The publication of his next book Take One Fish will coincide with the opening of a new restaurant Charcoal Fish and both launches are an effort to make fish more approachable and to spread his message of using each fish optimally. The book, he said, shows how to realise the output from two fish in one single fish. “This is exciting, but it is also economically smart,” he said.

Similarly, in the new restaurant there is just one fish, the native Australian Murray Cod, on the menu and the team uses every part, except for the gills and the gallbladder. “It doesn’t make sense to buy a good fish and then throw half of it in the bin. You couldn’t do that with a pig or a cow.”

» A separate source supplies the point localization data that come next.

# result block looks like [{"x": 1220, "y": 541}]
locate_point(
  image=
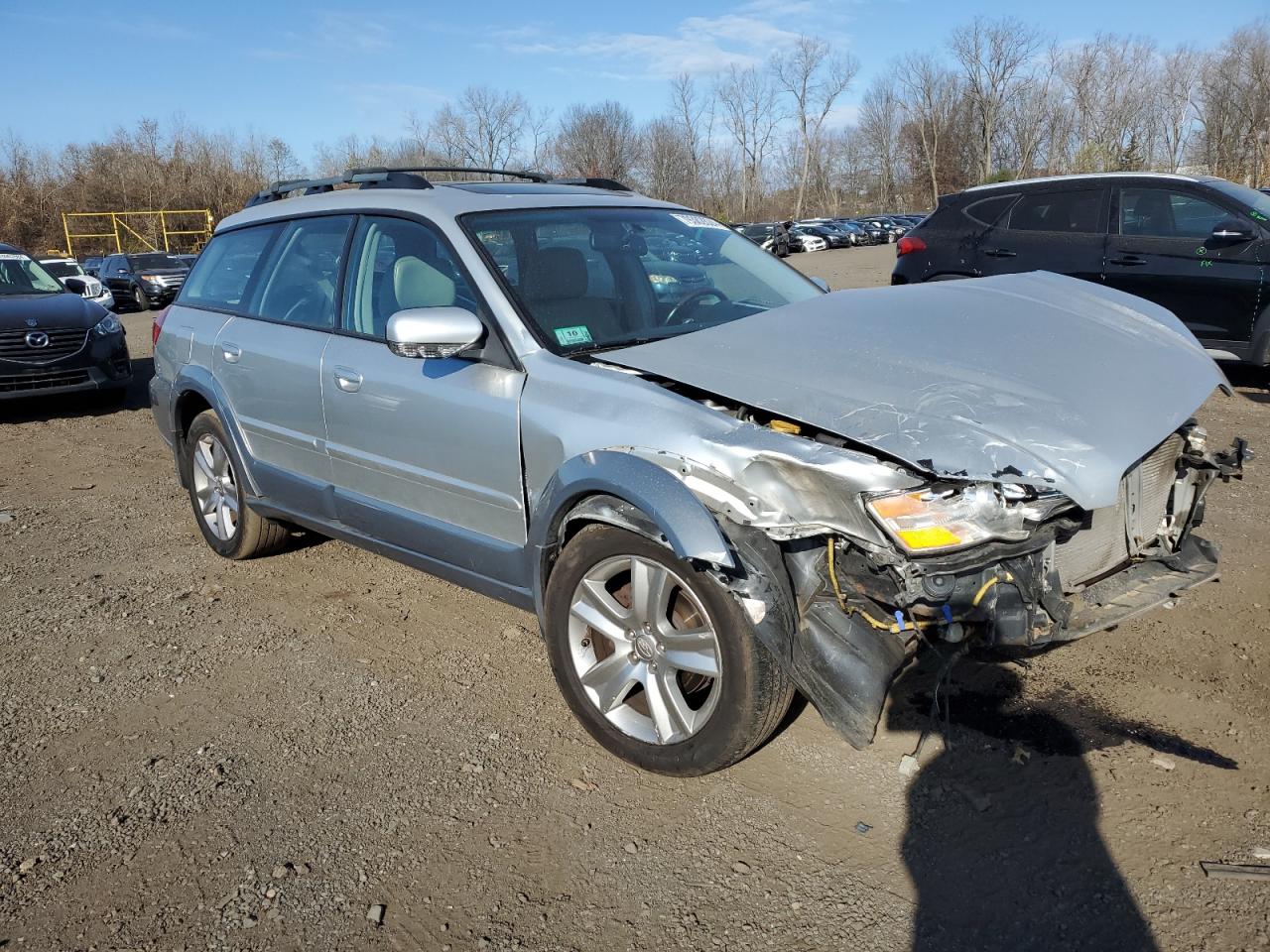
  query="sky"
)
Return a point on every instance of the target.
[{"x": 313, "y": 72}]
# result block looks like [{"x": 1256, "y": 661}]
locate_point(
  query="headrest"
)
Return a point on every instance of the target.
[
  {"x": 556, "y": 273},
  {"x": 418, "y": 285}
]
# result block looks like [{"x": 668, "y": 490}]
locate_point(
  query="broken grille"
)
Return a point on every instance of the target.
[{"x": 1116, "y": 534}]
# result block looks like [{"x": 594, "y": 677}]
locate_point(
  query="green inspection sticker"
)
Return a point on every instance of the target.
[{"x": 568, "y": 336}]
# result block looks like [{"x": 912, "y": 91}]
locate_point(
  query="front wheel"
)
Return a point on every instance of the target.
[
  {"x": 229, "y": 526},
  {"x": 656, "y": 658}
]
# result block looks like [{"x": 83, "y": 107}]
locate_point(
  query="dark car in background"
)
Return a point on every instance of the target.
[
  {"x": 1197, "y": 245},
  {"x": 53, "y": 339},
  {"x": 144, "y": 281}
]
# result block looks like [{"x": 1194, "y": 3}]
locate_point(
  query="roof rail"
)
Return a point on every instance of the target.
[
  {"x": 366, "y": 178},
  {"x": 607, "y": 184}
]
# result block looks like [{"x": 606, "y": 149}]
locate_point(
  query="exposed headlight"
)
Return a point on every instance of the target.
[
  {"x": 937, "y": 521},
  {"x": 107, "y": 326}
]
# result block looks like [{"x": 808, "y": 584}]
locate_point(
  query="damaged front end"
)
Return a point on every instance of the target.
[{"x": 843, "y": 597}]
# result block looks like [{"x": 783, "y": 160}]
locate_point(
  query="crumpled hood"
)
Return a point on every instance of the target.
[
  {"x": 1034, "y": 379},
  {"x": 49, "y": 311}
]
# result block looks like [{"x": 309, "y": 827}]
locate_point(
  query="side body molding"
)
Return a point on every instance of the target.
[{"x": 689, "y": 527}]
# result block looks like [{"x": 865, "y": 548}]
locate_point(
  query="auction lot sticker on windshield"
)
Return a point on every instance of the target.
[
  {"x": 698, "y": 221},
  {"x": 568, "y": 336}
]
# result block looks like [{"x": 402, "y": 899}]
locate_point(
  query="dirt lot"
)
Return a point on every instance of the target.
[{"x": 211, "y": 754}]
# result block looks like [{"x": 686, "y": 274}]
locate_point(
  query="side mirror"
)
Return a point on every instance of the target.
[
  {"x": 1230, "y": 231},
  {"x": 434, "y": 331}
]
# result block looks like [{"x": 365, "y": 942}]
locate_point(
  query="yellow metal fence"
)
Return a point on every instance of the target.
[{"x": 178, "y": 230}]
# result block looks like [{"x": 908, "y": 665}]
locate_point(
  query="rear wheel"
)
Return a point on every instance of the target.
[
  {"x": 656, "y": 658},
  {"x": 229, "y": 526}
]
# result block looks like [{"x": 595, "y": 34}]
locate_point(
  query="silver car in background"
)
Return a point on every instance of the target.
[{"x": 710, "y": 495}]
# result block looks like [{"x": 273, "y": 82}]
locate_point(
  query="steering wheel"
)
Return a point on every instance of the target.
[{"x": 683, "y": 311}]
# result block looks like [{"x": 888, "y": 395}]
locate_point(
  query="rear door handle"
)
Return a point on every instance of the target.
[{"x": 348, "y": 380}]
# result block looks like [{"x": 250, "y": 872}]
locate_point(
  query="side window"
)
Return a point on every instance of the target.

The bones, the frames and the fins are used to make demi-glace, bone-in parts of the fish are fried while the visceral fat is rendered and used as animal fat in salami and other products. “Everybody wants the premium parts of the fish so we have to find a use for all the bits that customers don’t want,” he said. “We need to start celebrating more than the fillet and be more thoughtful in the way we eat and sell fish.”